My view may be a bit simplistic, but I figure one photo-op isn't a bad price to pay for support of massive funding increases for schools like ours. The inconvenience was minimal, and I doubt anyone inferred from his presence that our college is a bastion of political support for the governor. Anyone who watched the last state election - with Schwarzenegger’s initiatives on the ballot - knows what extensive efforts the unions took to defeat his propositions. Lest I dimish all chance for tenure, I will stop there.


2. The Office Hours
There’s nothing like working with students to lift your spirits and refocus your mind. Last night I held online office hours for my Calculus II class.

Here’s how it works: I sit on the couch in my (pink) pajamas with cookies and milk at hand and my laptop ready. At 9pm we all logon to the same website and dial into the same conference line. At this website we can draw on the electronic whiteboard – equations, graphs, doodles – and chat in the textbox. We take turns discussing difficult problems and deriving their solutions. This tool has been an invaluable for helping those students who work fulltime and can’t visit me on campus during the day. Here we are in action with an excerpt of erudite student chat:

Bob starts to write what he got for the second derivative. “This is the one that makes me swear.”

“They all make you swear,” says Rita.

The banter continues. I’m not sure how they manage it, but my students can solve math problems on the computer screen, chat through the text window and talk on the phone line all at once.
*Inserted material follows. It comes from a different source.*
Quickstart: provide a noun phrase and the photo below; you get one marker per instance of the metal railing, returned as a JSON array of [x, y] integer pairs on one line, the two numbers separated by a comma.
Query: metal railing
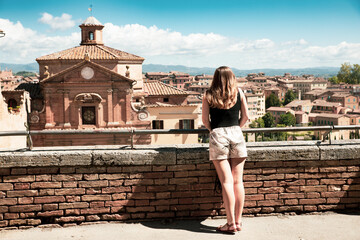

Bob was temporarily disconnected.

“Sorry, I just got kicked off.”

“For swearing.” Rita doesn’t miss a beat.


3. The Midterm

I could procrastinate no longer. I promised the midterms back on Tuesday. This is for a math class of elementary education majors. We delve into the how’s and why’s of math concepts that most people take for granted, and we explore techniques for introducing these topics to children. So, an exam in this class isn’t of the typical equation – solution variety. Instead the exams contain questions about how to explain topics or how to correct a student’s misconception. On this particular test I included a question about division by zero. “How do you explain the difference between 5 divided by 0 and 0 divided by 5?” I asked.


Oh Lord help me not to swear in front of the class or quit my job. Seventy-five percent of my students got this wrong; they didn’t understand the meaning of either. And yes, we spent copious amounts of time on this concept in class. Dear Lord, I promise not to let these people be elementary school teachers until they know that it's impossible divide a number by zero.

4. The Other Half

Meanwhile, John and Piper spent the evening holding down the beanbag and playing EA Sports (It's In The Game!) NCAA football. That evening, Texas beat Texas Tech 66 - 0.